Упасть бы сейчас на мокрый песок, выть, кататься — нельзя. А потом плакать… нельзя… Нельзя и все тут! Достаточно того, что несколько гномов в ужасе отскочили, когда на них эдакая перекошенная рожа надвинулась.
А теперь — все. Все, я сказал!
Есть такая штука — долг, и никакая боль не смеет…
Смеет, не смеет, пришла себе и болит, тварь такая…
И все-таки — почему? Почему так больно? Она же не сказала ничего такого…
Ну отказала в «ночи любви», так ведь и просил не всерьез, ну отказалась видеть во мне гнома, так ведь и я сам… Стоп.
Боже, да неужто?
Мне так плохо оттого, что гномка не увидела во мне гнома? Того самого гнома, моего отца, мерзкого насильника, чьи кости гниют неизвестно где? Или… просто гнома?
Так. Я и впрямь сошел с ума. Захотеть стать гномом? Господи, почему? Да что же это со мной такое? Что?!
Так что же тебя так терзает, Тэд Фицджеральд, — то, что она отказалась признать в тебе гнома… или то, как она дрогнула, вдруг сообразив, что ты почти соответствуешь высказанным притязаниям?
А может, все проще? Может, тебе просто хотелось, чтоб она согласилась? Стоп. А вот эту мысль додумывать не стоит. Просто не стоит, и все. Комендант Петрийского острова не имеет права на… Молчи, Тэд Фицджеральд, просто молчи. Ты — человек, твой названый отец — сам Джеральд, король олбарийский, он тебе такую ношу доверил, такую ответственность, ты не смеешь осложнять и без того непростую ситуацию своими необдуманными поступками. Даже необдуманными мыслями не смеешь! Молчи. Мало ли чего тебе хотелось бы! Помни свой долг, воин! Молчи.
«Гуннхильд… Унн… Уинни… Ильда…»
«Молчи… а не можешь молчать, попроси ее перерезать тебе горло…»
Фицджеральд стоял у самой воды, набегающие волны почти касались его сапог. Он стоял, как памятник воину, прямой, стройный, словно тетива своего лука, и только пришедший с заката ветер трепал его волосы. Он выглядел как и положено командиру и коменданту, глядя со стороны нипочем невозможно было угадать, какая буря бушует внутри него, какая боль адскими собаками рвет его душу.

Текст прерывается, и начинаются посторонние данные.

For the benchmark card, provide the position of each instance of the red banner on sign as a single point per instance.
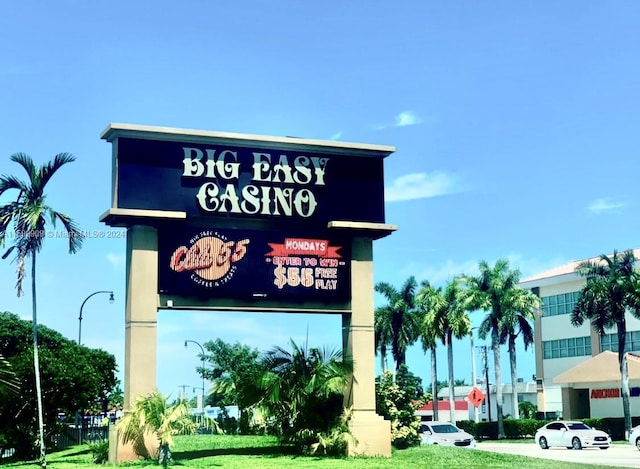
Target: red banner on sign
(302, 247)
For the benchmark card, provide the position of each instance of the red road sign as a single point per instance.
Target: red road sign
(476, 396)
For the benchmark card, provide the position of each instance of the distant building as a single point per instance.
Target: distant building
(567, 357)
(527, 391)
(444, 415)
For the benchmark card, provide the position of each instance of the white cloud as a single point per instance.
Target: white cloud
(444, 272)
(422, 185)
(407, 118)
(116, 260)
(605, 204)
(404, 119)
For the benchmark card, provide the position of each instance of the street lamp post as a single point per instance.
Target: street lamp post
(111, 299)
(202, 358)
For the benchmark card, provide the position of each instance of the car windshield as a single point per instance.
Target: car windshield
(445, 428)
(578, 426)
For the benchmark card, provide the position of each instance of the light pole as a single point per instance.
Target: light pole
(474, 381)
(202, 358)
(111, 300)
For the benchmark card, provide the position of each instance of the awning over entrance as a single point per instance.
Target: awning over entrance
(602, 367)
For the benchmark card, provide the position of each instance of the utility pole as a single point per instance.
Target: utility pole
(474, 382)
(485, 363)
(184, 390)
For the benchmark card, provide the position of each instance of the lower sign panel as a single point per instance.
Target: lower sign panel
(207, 262)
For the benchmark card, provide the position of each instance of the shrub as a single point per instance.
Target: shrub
(394, 404)
(99, 452)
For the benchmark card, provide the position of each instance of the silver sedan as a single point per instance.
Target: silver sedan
(571, 435)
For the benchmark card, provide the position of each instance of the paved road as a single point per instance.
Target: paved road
(618, 455)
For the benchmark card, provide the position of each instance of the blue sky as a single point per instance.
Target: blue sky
(516, 126)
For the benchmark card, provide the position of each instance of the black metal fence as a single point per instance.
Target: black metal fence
(64, 437)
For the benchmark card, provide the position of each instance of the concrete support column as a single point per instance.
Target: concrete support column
(371, 431)
(141, 314)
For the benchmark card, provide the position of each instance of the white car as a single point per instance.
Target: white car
(571, 435)
(446, 434)
(634, 436)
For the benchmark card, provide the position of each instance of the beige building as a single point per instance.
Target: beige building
(564, 352)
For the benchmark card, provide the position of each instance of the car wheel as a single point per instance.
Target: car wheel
(575, 443)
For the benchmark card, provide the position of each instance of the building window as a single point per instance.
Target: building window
(555, 305)
(610, 342)
(565, 348)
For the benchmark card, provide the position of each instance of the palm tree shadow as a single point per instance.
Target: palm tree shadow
(248, 451)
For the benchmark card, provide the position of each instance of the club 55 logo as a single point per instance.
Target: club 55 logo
(210, 258)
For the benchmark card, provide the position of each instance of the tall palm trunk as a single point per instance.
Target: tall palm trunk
(514, 376)
(452, 399)
(434, 382)
(495, 344)
(624, 376)
(36, 360)
(383, 358)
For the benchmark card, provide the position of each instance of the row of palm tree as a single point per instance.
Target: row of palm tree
(433, 315)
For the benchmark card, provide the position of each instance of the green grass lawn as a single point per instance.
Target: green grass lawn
(263, 452)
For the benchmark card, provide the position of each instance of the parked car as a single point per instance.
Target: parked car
(446, 434)
(634, 436)
(571, 435)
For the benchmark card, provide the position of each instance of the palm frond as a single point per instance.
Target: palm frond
(47, 170)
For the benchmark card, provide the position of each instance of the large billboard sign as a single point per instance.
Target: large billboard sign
(209, 262)
(278, 184)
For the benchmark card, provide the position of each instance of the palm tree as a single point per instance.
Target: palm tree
(517, 321)
(457, 325)
(303, 389)
(610, 291)
(29, 215)
(400, 316)
(430, 301)
(489, 291)
(8, 380)
(153, 414)
(382, 337)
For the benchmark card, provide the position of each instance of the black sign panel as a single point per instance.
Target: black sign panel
(213, 263)
(242, 182)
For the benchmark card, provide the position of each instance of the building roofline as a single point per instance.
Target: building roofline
(562, 273)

Он так и не понял, что же с ним происходит, не разрешил себе этого понимания, меж тем как самые мудрые из Мудрых Старух гномьего племени, глядя на него, удивленно перешептывались и качали головами.
— Не стой на ветру, простудишься…
Фицджеральд вздрогнул и обернулся.
Владыка всех гномов смотрела на него заботливо, как на кого-то своего.
«Как на гнома?»
Гуннхильд… Унн… Уинни… Ильда…
Ильда.
А может, все-таки хватит? Возьми себя в руки, лучник! Король не затем тебя комендантом поставил, чтоб ты последний ум потерял и людей перед гномами опозорил.

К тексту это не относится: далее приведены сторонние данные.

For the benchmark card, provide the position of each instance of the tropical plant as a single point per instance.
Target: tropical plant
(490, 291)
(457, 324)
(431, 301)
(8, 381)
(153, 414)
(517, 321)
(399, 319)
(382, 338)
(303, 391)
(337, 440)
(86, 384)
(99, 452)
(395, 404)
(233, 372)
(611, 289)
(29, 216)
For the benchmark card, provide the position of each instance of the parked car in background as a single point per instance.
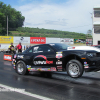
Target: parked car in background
(97, 46)
(57, 57)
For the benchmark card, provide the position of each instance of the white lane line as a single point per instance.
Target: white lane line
(26, 93)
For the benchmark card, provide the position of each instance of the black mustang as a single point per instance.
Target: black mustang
(56, 57)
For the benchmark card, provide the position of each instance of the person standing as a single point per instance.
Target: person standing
(11, 48)
(19, 47)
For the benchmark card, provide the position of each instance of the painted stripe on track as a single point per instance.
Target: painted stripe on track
(26, 93)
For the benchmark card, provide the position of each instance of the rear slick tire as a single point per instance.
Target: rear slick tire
(21, 68)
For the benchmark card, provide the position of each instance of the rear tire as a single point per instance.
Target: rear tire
(21, 68)
(74, 68)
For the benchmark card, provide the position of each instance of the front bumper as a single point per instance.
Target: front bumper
(92, 64)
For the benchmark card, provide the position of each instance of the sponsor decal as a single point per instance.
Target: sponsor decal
(59, 67)
(58, 54)
(41, 62)
(28, 66)
(86, 65)
(13, 59)
(8, 57)
(22, 39)
(53, 69)
(37, 40)
(42, 69)
(15, 56)
(20, 56)
(58, 62)
(36, 48)
(85, 62)
(6, 39)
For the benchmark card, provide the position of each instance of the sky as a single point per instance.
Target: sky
(63, 15)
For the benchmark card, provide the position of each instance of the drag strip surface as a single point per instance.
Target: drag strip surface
(56, 86)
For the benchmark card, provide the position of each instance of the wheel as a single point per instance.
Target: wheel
(74, 68)
(21, 68)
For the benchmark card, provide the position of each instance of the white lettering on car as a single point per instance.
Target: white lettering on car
(8, 57)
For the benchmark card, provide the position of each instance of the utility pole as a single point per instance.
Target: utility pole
(7, 25)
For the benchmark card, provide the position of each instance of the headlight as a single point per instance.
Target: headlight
(91, 54)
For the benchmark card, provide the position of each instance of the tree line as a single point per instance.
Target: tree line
(15, 18)
(36, 32)
(15, 23)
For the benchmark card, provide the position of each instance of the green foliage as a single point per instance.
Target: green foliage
(15, 19)
(36, 32)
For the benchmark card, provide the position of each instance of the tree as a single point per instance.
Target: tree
(15, 18)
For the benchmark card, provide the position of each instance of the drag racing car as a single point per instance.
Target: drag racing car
(57, 57)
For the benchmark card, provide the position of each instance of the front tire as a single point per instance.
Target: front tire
(74, 68)
(21, 68)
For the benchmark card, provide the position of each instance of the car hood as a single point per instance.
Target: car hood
(84, 48)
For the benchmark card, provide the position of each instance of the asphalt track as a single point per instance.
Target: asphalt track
(52, 86)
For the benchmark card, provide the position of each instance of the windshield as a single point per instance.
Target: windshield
(60, 46)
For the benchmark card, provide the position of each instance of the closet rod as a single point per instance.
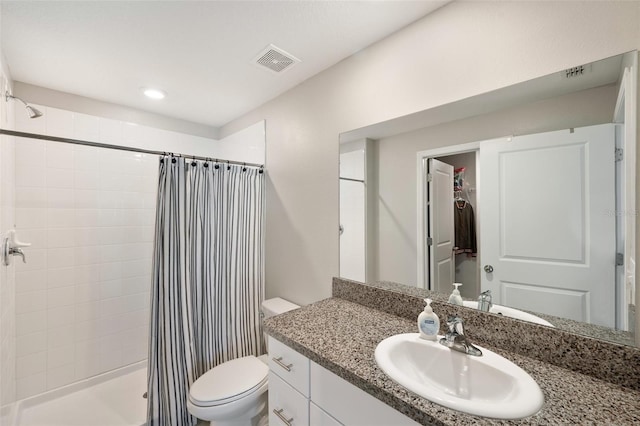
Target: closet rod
(352, 180)
(120, 147)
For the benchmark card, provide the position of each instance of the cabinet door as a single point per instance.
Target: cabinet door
(290, 365)
(318, 417)
(350, 405)
(287, 406)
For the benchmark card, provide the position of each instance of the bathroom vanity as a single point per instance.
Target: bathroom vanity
(334, 379)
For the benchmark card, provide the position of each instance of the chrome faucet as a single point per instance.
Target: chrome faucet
(484, 301)
(456, 340)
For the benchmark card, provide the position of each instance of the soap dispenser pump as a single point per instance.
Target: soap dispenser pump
(428, 323)
(455, 298)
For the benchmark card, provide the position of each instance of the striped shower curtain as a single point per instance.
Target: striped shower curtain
(208, 276)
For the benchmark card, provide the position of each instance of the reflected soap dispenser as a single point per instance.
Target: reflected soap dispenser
(428, 323)
(455, 298)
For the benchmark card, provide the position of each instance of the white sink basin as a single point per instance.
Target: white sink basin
(510, 312)
(488, 385)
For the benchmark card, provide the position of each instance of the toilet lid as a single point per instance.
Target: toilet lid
(229, 381)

Ты ведь еще так недавно смотрел на эту девочку свысока, считал, что это она не справится, что это ее слушаться не станут. Ты даже хотел этого, если уж совсем правду молвить. Доказать себе и всему миру, что люди куда лучше гномов, раз ты, представитель людей, лучше, чем она, представитель гномов, справляешься со своими обязанностями… глупо-то как. Глупо и стыдно. Зато правда. А ведь ее работа куда трудней твоей. Это у тебя в подчинении дисциплинированные олбарийские лучники, а у нее старейшина на старейшине сидит и старейшиной погоняет, и к каждому свой подход надобен. Да ты бы и часу на ее месте не продержался. А она, представь себе, справляется. Ее слушаются. Все, даже старейшины. Тебя, конечно, тоже слушаются, да что толку! Ты сейчас такого накомандуешь… Стыдно, Фицджеральд.
И вот только посмей ляпнуть, что тебе не холодно.
— Благодарю, владыка! Я немного… задумался. И в самом деле не стоит здесь стоять.
Владыка протянула ему руку.
«Господи, какая у нее ладошка маленькая!»
Фицджеральд осторожно сжал небольшую изящную ладошку и получил в ответ на удивление сильное и крепкое пожатие.
— Ух, какая ты сильная! — невольно вырвалось у него.
— Сильная? — в ответ удивилась она. — Да нет, не сказала бы. Я так и не научилась как следует обращаться с большим молотом.
Фицджеральд тут же припомнил рассказы о петрийском лазутчике Шарце, ударом кулака расправившемся с неким злоумышленником, а также приподнявшем и вышвырнувшем с помоста одного не в меру расходившегося рыцаря в полном вооружении. Да уж, гномы есть гномы, и забывать об этом не стоит.